Having survived two days in Paris and a week at the seaside in the far south of France, I had well and truly earned my part of the bargain—a week’s fishing in the Pyrenees, south of the border, in Spain.
A fast train trip had us in Barcelona and then heading towards Pamplona across a flat, parched summer landscape. My only homework was a copy of Hemingway’s Fiesta, which I started reading on the train with the vague idea that we might be fishing some of the rivers he regarded as the best in Europe.
Ivan Tarin greeted us at the station in Zaragoza, and we were in his hands for the next seven days, on a magical mystery tour of his beloved Pyrenees, which appeared unimpressive on the distant horizon. It was a leap of faith, but I should not have been concerned. He was mid-thirties, dark-haired, clean cut and spoke excellent English. We chatted comfortably on the two-hour drive into the mountains.

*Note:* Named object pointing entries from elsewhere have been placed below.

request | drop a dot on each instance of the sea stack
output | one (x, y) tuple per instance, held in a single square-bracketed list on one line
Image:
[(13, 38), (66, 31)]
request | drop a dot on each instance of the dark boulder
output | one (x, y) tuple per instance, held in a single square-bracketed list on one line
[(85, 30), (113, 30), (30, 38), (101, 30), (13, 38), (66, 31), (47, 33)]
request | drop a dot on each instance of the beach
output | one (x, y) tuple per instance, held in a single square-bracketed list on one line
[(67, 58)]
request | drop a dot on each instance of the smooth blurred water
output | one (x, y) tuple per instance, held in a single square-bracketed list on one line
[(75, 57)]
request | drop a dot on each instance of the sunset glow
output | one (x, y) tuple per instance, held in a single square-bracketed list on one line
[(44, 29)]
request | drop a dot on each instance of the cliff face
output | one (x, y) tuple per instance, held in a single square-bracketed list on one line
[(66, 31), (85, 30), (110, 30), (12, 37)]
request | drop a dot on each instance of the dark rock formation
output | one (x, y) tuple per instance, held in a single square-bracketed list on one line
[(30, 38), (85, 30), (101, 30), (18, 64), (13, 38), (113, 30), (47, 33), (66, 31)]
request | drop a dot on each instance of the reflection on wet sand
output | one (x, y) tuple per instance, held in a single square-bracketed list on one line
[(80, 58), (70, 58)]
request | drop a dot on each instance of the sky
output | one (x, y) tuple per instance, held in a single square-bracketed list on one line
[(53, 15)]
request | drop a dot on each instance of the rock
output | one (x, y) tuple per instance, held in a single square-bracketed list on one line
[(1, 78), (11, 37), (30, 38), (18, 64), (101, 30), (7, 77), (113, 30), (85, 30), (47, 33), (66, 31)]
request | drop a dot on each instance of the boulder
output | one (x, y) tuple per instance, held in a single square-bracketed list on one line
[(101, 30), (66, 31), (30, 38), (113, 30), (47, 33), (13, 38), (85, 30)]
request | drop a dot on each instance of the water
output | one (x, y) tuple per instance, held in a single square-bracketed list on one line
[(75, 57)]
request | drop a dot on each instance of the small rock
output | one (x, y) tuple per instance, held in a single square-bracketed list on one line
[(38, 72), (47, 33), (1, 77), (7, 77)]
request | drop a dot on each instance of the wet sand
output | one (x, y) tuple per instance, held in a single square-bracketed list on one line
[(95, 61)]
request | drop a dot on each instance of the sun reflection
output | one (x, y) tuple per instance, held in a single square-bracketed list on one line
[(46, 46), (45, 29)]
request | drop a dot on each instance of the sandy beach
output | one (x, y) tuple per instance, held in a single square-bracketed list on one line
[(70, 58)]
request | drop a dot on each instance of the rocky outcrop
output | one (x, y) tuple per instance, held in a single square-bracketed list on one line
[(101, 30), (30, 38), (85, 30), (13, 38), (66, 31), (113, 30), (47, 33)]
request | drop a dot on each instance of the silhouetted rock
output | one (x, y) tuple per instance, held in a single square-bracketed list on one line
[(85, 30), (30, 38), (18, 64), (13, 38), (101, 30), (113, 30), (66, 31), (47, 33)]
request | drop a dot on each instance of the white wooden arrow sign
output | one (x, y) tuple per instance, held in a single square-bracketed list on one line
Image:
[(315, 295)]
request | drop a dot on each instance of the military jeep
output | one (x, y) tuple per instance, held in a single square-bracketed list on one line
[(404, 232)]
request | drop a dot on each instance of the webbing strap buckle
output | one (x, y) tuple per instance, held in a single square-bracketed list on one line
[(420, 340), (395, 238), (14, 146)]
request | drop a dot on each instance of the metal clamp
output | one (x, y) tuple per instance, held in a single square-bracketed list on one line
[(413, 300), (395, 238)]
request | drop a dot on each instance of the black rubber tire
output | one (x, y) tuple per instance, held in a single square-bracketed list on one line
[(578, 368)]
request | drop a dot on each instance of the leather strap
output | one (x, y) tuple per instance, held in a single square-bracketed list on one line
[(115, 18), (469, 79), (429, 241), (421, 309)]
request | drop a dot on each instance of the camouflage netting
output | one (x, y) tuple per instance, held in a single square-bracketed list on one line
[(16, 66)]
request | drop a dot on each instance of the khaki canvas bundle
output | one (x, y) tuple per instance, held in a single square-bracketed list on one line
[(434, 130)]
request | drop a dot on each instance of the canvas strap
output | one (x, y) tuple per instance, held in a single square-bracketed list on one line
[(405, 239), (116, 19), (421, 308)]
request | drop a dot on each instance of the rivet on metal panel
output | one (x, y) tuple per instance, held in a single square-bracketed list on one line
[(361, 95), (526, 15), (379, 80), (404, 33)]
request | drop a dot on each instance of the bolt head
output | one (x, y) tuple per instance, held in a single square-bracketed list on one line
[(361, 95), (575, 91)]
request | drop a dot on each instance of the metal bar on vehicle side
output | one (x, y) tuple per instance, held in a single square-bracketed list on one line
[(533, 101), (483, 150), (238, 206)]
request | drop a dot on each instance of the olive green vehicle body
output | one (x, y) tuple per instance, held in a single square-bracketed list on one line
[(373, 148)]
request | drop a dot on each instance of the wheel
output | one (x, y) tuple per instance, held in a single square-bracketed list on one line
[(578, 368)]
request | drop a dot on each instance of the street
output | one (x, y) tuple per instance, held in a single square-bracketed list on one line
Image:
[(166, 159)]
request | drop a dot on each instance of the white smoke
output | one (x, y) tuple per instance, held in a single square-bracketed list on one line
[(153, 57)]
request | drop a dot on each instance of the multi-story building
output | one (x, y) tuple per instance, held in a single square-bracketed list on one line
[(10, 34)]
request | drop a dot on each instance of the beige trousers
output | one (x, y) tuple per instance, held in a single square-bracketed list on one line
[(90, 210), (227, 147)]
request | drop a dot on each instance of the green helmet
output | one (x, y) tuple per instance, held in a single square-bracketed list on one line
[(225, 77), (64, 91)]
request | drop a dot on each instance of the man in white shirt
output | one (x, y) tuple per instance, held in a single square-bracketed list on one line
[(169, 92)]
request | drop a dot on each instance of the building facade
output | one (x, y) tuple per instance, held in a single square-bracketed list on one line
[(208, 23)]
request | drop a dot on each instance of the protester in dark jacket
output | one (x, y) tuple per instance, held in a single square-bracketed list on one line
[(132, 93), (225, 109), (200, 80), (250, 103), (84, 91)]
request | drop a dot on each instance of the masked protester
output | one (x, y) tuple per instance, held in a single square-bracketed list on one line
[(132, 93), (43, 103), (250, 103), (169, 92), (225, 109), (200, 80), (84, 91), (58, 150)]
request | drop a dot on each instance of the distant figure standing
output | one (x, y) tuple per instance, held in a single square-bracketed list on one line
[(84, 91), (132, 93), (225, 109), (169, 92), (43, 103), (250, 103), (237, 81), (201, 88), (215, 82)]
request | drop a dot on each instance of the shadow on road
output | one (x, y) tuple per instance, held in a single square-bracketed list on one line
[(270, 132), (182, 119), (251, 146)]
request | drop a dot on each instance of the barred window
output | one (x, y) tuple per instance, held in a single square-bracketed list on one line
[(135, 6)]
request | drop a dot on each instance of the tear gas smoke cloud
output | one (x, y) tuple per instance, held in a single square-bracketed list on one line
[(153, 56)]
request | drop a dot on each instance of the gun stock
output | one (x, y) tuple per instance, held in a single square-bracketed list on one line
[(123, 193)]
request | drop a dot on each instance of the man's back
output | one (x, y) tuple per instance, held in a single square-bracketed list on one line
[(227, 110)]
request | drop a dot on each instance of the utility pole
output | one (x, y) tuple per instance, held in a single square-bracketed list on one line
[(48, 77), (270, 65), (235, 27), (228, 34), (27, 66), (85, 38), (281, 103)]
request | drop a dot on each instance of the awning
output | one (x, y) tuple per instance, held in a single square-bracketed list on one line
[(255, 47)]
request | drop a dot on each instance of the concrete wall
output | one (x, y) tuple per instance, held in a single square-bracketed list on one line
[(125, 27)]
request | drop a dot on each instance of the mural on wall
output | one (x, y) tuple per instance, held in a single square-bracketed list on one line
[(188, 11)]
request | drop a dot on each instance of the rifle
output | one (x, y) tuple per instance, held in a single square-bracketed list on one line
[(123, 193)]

Over wine and tapas, the itinerary was sorted and we settled into Ivan’s homely fishing lodge in the village of Santa Cilia, on the banks of the river Aragon. This was to be our base for the first five nights as we focused our attention on the high valleys of the Western Pyrenees, within an hour or so drive on the many long and winding roads and bush trails threading the mountain passes.
Diversity was the agreed objective. Ivan wanted to pack as much as possible into the week, visiting at least two fishing locations each day, including everything from high mountain streams and lakes to trophy tailwater fisheries and weedy ‘chalk streams’ further east. To placate the cultural atta- ché we planned to visit key historical attractions along the way, while also sampling the best of the region’s gastronomic delights.